Ce que d'Avaray ne dit pas dans ce récit, mais ce que nous révèle sa correspondance, c'est qu'au moment de quitter Carlscrone, le duc d'Angoulême sollicita du roi l'autorisation de ne pas le suivre immédiatement en Angleterre. Il ne jugeait pas que sa présence y fût utile. Il eût préféré retourner à Mitau, où il avait laissé sa jeune femme. Quelque légitimes que fussent les raisons qu'il faisait valoir à l'appui de sa demande, le roi refusa d'y accéder. Il voulait, en se présentant au gouvernement anglais, avoir auprès de lui l'héritier présomptif de la couronne. Pour tempérer la rigueur de son refus, il lui promit que, s'il se fixait en Angleterre, il le chargerait d'aller chercher à Mitau les princesses et de les lui ramener.

Le duc d'Angoulême se résigna. Mais, convaincu que le refus avait été dicté au roi par le comte d'Avaray, il conçut contre celui-ci une sourde rancune. Il parvint à la dissimuler, mais non à en oublier la cause. À Hartwell, quelques semaines plus tard, il ne put en contenir l'éclat, ce qui donna lieu à un incident pénible pour le roi et pour d'Avaray. La résolution de Louis XVIII de quitter Mitau ne plaisait pas à tout le monde dans son entourage. À une existence bien humble, sans doute, mais du moins assurée et paisible, elle en substituait une, incertaine et grosse de dangers. La reine l'avait critiquée, et ses critiques avaient trouvé des échos jusque dans la domesticité. C'était, disaient les mécontents, «un plongeon dans l'inconnu,» et tous se trouvaient d'accord pour en imputer la responsabilité à d'Avaray, «à qui le roi ne savait rien refuser.» Leur mécontentement envenimait les jalousies, depuis longtemps suscitées contre lui par la faveur dont il jouissait auprès de Louis XVIII. Il ne les ignorait pas; il en souffrait cruellement. Mais, soutenu par la confiance de son maître, il bravait la calomnie et ne s'inspirait que de sa volonté de le bien servir. Il avait non pas suggéré, mais approuvé le voyage en Angleterre, qu'il considérait comme un trait de génie de la part du roi. Faisant allusion aux difficultés qui existaient alors entre ce pays et la Russie, il disait avec enthousiasme:

--Nous serons les anges pacificateurs entre la Russie et l'Angleterre; voilà le rôle qu'il nous convient de jouer. Le roi ne peut pas renoncer gratuitement à son asile de Russie. L'essentiel est de voir de ses propres yeux comment se traitent ses affaires en Angleterre.

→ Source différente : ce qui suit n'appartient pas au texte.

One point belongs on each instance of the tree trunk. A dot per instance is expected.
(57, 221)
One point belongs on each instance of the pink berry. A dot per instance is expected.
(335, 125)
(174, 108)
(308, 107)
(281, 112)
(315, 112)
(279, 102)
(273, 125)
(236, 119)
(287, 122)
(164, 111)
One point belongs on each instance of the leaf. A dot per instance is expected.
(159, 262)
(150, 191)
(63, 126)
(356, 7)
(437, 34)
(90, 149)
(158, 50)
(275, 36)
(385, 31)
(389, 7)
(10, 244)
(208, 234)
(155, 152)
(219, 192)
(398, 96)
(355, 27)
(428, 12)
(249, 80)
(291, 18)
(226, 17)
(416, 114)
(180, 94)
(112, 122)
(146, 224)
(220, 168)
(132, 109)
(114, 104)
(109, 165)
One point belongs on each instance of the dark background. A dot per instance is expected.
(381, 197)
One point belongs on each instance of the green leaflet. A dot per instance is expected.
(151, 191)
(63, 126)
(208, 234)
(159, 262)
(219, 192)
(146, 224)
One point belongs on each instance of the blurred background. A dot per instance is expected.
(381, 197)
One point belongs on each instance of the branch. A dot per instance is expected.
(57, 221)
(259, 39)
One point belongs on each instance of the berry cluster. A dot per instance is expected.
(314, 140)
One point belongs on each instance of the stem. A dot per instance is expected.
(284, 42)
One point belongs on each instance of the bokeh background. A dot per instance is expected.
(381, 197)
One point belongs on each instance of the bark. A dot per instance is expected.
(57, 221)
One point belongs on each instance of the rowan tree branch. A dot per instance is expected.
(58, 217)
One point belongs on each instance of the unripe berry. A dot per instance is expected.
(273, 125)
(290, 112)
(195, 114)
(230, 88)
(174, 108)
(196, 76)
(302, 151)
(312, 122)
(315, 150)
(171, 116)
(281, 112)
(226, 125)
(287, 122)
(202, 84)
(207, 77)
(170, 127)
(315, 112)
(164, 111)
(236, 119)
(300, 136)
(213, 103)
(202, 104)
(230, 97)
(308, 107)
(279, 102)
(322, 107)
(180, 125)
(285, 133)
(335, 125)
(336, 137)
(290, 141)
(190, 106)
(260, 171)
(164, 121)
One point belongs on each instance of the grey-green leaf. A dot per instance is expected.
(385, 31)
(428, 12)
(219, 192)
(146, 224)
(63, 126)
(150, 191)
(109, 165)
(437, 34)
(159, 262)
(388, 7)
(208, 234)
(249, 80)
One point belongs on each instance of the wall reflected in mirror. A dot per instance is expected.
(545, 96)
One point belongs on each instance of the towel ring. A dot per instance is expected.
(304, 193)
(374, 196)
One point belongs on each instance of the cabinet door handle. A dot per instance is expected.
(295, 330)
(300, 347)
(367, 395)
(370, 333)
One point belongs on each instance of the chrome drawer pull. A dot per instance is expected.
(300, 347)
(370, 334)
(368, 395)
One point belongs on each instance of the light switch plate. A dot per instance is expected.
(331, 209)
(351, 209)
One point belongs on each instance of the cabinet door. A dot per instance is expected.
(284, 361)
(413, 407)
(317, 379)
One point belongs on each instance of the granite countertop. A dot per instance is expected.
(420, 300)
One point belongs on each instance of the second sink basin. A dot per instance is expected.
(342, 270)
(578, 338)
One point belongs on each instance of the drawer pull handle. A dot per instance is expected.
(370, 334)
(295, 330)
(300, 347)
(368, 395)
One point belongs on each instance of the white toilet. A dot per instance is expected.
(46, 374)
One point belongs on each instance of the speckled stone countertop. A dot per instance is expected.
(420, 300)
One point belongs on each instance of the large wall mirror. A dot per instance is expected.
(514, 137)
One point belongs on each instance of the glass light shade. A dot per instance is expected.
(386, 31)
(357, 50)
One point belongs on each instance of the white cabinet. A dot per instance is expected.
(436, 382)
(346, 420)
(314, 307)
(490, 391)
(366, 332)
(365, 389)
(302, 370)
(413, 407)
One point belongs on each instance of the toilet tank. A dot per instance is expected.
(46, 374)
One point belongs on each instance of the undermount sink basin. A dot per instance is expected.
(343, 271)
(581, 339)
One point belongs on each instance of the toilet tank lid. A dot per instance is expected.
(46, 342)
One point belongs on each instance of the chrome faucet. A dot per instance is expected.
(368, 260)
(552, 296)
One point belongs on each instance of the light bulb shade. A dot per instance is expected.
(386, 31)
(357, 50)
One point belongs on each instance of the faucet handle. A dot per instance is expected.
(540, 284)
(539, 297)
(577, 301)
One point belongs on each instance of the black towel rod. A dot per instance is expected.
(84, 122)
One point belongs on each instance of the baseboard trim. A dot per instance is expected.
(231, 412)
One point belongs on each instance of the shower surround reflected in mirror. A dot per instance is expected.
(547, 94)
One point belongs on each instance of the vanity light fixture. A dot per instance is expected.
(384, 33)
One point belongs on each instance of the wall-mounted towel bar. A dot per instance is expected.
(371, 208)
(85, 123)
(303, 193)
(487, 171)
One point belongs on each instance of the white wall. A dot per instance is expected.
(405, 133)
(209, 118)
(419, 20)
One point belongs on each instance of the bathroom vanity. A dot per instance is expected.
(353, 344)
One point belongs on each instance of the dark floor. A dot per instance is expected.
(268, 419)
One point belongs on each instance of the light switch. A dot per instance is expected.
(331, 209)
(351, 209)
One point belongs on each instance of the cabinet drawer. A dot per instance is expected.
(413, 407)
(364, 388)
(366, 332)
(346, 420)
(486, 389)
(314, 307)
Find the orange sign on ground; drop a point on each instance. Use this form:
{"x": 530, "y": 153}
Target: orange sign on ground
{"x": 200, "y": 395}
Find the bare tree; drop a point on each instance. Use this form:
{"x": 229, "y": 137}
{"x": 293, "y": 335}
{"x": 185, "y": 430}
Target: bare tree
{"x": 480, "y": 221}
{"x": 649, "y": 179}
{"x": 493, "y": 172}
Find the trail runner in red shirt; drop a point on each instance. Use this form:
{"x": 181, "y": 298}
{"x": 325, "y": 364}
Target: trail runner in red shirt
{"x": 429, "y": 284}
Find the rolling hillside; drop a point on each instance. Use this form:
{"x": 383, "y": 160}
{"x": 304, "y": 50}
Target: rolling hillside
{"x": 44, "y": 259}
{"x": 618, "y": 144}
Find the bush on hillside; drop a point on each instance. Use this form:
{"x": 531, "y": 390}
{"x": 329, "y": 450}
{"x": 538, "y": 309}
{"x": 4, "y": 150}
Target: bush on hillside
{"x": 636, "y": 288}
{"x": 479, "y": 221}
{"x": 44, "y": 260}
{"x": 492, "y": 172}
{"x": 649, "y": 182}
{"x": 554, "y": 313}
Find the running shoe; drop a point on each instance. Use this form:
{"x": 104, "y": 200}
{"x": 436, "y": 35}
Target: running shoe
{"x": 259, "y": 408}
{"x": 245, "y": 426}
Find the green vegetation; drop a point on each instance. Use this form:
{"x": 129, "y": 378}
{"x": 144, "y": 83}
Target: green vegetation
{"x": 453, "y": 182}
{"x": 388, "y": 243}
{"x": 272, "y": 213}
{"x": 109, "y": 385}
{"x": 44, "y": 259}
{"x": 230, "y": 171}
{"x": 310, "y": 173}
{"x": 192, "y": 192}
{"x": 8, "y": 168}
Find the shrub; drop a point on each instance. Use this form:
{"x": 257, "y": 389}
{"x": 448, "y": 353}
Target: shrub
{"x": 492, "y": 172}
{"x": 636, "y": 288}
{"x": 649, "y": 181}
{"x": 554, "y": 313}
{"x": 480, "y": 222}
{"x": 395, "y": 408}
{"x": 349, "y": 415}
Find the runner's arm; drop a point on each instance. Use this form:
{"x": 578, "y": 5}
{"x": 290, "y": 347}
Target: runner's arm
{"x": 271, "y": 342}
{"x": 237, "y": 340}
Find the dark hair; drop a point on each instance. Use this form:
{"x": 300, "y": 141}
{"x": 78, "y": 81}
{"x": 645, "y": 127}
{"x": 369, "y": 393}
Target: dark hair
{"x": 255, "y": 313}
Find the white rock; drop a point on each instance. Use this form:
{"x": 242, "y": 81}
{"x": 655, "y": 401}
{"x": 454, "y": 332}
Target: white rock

Pour ne pas perdre la possibilité de recouvrer cet asile, s'il en était besoin, il importait de ménager la Russie, de ne pas blesser le tsar, en lui laissant croire que l'on abandonnait ses États avec l'espoir de n'y pas revenir. Aussi Louis XVIII tint-il, avant de quitter la Suède, à écrire à Alexandre pour lui annoncer, non ses intentions, mais celles qu'il jugeait utile de feindre. «Je vais entreprendre cette nouvelle course, lui mandait-il, sans savoir ce qui peut précisément en résulter, puisque mes affaires sont, à bien des égards, à la disposition du gouvernement anglais, qui, jusqu'à cette époque, tout en manifestant de bonnes intentions, a presque toujours employé et soldé des gens auxquels je n'accordais aucune confiance, et ainsi, faute d'avoir voulu s'entendre directement avec moi, prolongé bien plutôt que hâté le terme des communs malheurs ... Maintenant, mon seul regret est de voir différer l'instant de mon retour. Les gages que moi et mon neveu laissons en Courlande sont un sûr garant de mon empressement à venir partager avec les miens l'amitié et les bienfaits de Votre Majesté impériale.»